Lew, a tall, thin, neatly dressed man, with a pleasant face and a surprisingly unassuming manner, talked at length about how religion—he’s an Orthodox Jew—informed and influenced his work. He quoted the Talmud, the Torah, and Pirkei Avot, a compilation of the ethical teachings passed down from Rabbi to Rabbi over the centuries, to demonstrate the values he brought to key decisions during the US-Iran nuclear deliberations and the Clinton public welfare reforms.
I was eager to learn how a clearly religious man could navigate the roiling world of national and international politics and still be true to a clear cut set of values. But, to be honest, I didn’t feel that I learned much during this part of the lecture. He frustrated me by continually backing off the direct application of values. In instance after instance, Lew said, in effect, “it’s complicated.” He recalled his disapproval of Clinton’s withdrawing funds from the safety net for new immigrants, but assuaged his conscience because the funds did support programs for working mothers.
Over and again, he compromised: losing a bit to gain a lot; or losing a lot to gain at least something. But—and this was his point—he never participated in decisions that centrally, and as a net result of considered analysis, contradicted his values; and he always struggled to bring decisions closer to them. In a way, Jack Lew seemed like exactly the kind of insider I’ve been skeptical about for my entire life. A good guy who compromises too much in order to maintain his position.
But the more I listened, the more I began to sense at least a partial answer to my wish to feel more comfortable with complexity. I was drawn to the openness and integrity with which he struggled with problems that challenged his values. Every time he was asked a provocative question, Lew hesitated, thought, then said something like this: Here is where I began—the bedrock of his values—and here is where I questioned myself and my ability to hold them tight. When decisions seemed particularly fraught, he questioned whether he should resign. In my job, he said, I had to represent the interests of my country but sometimes feared that my values and my country’s interest could diverge. Even at such a precipice, Lew struggled to bring decisions close enough so that he could live with, even affirm, them.

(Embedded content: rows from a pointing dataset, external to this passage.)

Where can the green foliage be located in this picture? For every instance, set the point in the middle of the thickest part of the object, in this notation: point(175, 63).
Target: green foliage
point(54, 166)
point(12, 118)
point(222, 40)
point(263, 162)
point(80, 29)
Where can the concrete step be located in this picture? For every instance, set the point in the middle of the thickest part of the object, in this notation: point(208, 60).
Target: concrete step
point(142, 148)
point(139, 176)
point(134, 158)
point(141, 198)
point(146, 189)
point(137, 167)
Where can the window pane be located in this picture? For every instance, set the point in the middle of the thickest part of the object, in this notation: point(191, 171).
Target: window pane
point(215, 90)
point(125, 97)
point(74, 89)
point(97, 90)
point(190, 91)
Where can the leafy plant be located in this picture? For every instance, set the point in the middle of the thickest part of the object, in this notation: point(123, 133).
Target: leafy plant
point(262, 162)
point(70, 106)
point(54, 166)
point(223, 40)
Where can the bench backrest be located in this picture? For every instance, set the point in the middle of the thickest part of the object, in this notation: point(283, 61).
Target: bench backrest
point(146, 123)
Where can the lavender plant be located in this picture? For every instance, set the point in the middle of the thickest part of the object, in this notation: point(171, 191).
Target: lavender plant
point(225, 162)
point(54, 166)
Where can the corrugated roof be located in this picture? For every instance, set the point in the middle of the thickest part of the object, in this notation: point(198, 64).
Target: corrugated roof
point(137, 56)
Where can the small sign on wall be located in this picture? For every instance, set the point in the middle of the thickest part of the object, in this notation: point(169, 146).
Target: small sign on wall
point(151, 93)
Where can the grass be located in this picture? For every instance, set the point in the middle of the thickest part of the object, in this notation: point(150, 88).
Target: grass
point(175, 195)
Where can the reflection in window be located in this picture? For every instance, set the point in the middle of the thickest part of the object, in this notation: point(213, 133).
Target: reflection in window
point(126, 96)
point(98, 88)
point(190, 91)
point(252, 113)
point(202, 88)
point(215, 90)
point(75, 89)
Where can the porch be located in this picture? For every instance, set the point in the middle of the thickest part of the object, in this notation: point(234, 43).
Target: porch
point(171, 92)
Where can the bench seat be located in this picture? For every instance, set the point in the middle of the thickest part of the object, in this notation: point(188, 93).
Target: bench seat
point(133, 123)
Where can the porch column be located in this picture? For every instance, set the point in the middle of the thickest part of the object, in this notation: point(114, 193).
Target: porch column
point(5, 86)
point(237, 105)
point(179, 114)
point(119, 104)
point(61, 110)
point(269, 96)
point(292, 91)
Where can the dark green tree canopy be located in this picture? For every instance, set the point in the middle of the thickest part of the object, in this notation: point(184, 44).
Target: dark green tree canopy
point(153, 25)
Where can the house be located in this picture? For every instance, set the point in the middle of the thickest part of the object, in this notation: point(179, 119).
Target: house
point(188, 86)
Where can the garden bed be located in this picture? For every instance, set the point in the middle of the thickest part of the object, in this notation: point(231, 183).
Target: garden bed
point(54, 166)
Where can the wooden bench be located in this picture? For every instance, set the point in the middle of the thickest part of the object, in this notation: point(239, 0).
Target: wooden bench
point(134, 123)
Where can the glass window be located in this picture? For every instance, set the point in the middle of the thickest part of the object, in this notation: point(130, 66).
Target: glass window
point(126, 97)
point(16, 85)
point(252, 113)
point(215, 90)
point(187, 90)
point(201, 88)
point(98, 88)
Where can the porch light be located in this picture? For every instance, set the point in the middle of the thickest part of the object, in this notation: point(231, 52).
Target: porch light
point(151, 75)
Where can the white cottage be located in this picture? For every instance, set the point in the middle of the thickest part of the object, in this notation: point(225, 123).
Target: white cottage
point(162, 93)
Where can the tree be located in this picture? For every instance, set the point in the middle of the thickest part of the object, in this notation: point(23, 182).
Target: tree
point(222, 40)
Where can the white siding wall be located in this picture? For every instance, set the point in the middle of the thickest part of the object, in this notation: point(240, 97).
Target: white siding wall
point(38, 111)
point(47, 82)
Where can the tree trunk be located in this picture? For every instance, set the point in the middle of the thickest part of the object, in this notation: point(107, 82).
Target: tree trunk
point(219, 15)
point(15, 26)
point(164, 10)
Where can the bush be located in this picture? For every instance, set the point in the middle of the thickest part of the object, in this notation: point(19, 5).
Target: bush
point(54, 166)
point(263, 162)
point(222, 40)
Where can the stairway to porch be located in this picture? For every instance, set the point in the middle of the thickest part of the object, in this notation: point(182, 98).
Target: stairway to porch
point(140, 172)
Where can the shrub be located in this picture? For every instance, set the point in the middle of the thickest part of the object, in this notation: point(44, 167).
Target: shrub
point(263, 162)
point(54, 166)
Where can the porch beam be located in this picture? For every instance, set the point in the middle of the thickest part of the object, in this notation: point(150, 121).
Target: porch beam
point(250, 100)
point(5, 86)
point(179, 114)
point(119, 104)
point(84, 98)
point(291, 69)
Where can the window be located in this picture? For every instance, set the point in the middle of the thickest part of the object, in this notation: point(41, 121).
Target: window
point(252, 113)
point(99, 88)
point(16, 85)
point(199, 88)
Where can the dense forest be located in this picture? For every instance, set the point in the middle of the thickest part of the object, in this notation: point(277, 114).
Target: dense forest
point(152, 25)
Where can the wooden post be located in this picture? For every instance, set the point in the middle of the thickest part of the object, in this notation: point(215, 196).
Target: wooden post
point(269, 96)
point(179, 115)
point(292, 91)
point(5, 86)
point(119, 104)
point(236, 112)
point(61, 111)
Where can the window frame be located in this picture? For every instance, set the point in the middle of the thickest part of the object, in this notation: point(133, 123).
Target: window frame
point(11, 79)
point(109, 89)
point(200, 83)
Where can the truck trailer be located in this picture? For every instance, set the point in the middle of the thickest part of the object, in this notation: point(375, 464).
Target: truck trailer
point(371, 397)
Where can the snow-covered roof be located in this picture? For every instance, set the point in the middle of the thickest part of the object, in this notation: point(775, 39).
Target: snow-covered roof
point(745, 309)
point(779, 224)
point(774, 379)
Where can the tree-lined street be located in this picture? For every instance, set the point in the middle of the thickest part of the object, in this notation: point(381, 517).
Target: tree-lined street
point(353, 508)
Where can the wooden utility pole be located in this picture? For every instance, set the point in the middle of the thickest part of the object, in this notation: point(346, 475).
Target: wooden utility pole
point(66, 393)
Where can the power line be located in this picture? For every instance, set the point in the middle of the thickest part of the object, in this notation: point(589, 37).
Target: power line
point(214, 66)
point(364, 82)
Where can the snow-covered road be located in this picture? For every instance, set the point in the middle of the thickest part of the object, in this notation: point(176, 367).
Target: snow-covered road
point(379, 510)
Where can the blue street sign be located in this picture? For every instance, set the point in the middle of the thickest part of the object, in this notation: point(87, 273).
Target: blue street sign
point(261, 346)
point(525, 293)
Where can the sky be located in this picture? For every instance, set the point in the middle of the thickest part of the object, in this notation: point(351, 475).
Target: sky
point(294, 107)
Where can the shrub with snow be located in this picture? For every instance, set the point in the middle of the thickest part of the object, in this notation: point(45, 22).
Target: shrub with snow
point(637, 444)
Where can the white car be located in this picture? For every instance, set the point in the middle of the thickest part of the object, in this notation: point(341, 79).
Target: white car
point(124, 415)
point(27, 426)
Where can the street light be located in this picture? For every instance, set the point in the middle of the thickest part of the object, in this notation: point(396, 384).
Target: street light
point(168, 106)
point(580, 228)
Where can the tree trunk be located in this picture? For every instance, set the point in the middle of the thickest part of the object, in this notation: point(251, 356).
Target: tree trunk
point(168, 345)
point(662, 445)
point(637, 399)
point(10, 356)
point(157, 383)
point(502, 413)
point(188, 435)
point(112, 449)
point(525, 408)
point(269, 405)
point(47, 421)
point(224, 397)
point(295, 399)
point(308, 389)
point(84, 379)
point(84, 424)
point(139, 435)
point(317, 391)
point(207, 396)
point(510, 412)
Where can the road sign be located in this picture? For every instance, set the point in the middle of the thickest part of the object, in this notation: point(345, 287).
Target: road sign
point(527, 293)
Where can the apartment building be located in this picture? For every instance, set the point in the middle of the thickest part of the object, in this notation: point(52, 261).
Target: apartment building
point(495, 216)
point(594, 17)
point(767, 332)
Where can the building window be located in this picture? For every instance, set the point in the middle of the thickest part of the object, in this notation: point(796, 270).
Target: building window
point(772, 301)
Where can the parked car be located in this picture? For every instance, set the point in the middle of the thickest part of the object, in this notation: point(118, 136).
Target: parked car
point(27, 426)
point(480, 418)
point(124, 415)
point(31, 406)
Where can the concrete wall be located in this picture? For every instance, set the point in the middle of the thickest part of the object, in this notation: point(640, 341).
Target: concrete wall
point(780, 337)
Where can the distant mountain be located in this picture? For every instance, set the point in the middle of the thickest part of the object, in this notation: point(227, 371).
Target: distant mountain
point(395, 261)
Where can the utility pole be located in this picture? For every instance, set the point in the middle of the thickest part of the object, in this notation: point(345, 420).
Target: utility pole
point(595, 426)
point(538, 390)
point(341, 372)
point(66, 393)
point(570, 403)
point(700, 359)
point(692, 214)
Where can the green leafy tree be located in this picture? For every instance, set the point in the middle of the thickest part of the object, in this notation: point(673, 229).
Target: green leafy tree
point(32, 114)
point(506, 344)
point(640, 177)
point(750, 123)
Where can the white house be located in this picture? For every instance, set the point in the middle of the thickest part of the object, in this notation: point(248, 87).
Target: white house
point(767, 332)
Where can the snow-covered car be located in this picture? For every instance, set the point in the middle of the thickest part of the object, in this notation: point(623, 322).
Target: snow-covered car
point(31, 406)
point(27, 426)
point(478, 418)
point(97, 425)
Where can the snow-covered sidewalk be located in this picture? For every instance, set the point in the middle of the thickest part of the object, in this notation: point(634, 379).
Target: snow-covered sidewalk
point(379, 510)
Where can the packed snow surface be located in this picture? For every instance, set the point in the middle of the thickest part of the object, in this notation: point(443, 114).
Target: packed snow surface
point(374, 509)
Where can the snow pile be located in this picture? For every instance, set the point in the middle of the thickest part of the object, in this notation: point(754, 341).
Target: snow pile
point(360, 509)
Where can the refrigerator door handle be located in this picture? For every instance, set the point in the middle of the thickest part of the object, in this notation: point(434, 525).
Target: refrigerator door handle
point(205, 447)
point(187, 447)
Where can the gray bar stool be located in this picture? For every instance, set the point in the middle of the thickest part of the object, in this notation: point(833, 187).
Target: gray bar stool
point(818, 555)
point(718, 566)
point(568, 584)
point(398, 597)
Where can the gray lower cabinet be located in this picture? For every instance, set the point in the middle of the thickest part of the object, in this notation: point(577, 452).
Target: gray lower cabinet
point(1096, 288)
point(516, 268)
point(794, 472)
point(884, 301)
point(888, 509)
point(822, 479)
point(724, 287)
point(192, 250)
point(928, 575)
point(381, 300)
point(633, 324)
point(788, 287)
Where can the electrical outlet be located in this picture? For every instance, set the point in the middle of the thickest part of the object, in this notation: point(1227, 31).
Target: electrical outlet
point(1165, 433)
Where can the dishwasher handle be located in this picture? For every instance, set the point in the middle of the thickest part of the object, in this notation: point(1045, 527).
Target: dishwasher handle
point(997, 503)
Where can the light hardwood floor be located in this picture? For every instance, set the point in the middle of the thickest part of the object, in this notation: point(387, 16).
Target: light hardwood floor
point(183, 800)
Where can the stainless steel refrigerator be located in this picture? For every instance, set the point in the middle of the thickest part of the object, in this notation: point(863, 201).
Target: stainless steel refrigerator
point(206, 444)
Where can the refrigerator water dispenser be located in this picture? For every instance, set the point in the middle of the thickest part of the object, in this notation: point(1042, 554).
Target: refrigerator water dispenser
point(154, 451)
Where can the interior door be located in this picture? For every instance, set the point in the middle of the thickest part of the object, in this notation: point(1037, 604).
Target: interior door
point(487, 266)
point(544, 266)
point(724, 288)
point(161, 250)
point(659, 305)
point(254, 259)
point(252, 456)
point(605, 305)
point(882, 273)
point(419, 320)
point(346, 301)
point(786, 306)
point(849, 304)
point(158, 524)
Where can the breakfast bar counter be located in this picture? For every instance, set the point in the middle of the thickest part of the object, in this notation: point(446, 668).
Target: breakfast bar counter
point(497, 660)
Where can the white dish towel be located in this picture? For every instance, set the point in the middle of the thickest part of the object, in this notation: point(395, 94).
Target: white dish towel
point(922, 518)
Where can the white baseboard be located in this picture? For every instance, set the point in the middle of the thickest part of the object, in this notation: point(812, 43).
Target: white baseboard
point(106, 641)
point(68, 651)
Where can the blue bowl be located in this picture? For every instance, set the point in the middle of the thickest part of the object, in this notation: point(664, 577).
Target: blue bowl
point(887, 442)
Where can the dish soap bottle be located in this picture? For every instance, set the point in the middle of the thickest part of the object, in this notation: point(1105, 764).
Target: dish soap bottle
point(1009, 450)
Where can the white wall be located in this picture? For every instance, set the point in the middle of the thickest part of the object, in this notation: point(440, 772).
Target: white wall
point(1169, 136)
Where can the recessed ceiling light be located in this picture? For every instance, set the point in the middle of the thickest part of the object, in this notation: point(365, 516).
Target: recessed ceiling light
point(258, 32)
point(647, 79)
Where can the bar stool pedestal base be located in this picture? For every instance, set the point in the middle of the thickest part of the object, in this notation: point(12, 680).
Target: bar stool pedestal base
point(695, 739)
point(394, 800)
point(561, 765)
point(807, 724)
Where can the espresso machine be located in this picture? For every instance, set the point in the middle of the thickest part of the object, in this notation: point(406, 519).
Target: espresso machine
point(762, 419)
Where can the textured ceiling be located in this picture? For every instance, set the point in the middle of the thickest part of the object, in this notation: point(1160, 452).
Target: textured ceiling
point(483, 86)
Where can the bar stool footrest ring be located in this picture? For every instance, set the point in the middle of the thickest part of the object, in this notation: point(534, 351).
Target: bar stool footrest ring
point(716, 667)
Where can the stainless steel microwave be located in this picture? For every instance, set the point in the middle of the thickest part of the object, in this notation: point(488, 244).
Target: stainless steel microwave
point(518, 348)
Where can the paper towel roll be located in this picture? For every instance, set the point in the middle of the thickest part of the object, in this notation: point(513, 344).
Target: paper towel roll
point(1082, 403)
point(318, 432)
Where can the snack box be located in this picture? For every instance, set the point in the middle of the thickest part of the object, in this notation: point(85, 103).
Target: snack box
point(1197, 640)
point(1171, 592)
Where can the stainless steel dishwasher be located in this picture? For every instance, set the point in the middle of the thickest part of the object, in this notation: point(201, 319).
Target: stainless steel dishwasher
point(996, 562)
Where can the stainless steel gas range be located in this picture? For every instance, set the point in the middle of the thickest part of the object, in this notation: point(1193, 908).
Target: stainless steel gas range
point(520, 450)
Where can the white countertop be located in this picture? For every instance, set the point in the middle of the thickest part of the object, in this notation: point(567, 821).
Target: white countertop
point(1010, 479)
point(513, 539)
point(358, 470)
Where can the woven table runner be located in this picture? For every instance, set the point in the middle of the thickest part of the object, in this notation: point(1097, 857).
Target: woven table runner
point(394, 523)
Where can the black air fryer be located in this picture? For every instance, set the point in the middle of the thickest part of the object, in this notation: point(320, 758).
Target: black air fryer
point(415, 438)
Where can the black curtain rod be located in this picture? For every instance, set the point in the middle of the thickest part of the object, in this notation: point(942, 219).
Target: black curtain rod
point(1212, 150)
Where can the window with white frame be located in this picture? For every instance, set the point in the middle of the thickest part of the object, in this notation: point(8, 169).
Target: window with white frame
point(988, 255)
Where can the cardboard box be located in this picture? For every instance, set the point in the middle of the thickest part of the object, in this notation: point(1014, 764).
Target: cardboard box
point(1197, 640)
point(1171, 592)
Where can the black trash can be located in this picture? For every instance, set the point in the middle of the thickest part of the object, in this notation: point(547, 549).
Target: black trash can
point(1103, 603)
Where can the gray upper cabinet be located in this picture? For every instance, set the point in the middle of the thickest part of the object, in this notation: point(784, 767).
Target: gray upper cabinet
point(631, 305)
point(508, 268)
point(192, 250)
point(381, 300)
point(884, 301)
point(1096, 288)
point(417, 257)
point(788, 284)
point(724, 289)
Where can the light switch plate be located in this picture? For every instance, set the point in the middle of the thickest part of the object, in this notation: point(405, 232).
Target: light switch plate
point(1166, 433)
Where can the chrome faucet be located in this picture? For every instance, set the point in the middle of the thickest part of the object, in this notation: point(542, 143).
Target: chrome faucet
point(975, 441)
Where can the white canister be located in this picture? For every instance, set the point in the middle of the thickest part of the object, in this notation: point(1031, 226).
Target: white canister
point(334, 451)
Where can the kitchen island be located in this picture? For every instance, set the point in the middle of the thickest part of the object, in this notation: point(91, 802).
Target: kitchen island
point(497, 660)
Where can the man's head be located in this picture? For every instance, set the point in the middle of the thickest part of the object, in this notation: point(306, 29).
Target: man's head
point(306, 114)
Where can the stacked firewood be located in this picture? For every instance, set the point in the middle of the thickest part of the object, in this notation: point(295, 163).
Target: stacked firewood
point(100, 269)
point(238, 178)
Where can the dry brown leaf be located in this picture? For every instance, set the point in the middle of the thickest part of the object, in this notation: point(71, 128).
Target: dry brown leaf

Lew seems to live comfortably with partial victories, which, after all, are the messy basis of democratic governance. Not in a lazy way — not without first testing how far he could move off his particular values — but with great, hard won, self-awareness. That awareness, along with his humility and his willingness to struggle, every time, to achieve the best under the circumstances—maybe that’s what I admire most in him.
At this point in my life, finding truth and comfort in complexity and ambiguity is the Holy Grail. I will never get to that zero place of Buddhism and postmodern philosophy. I will never think that ideas and values are just illusions, mere human creations. Policies and particular values remain at the bedrock of my spirit. There are some truths for me — like the importance of kindness; like those great political truths trumpeted in the Declaration of Independence that feel “self-evident.” But I know this: Those truths can be interpreted and pursued in many ways, and I need to loosen up and acknowledge those alternatives — and the people who argue for them.
I have vowed to practice the kind of humility I found in Lew: his capacity to hold his ideals clearly and to strive towards their realization even as he knows that they won’t be fully achieved in any pure sense, taking comfort in the effort and in the partial solutions.
After listening skeptically and, at first, rejecting Lew’s compromising ways, I may have discovered a model, a hero and a goal.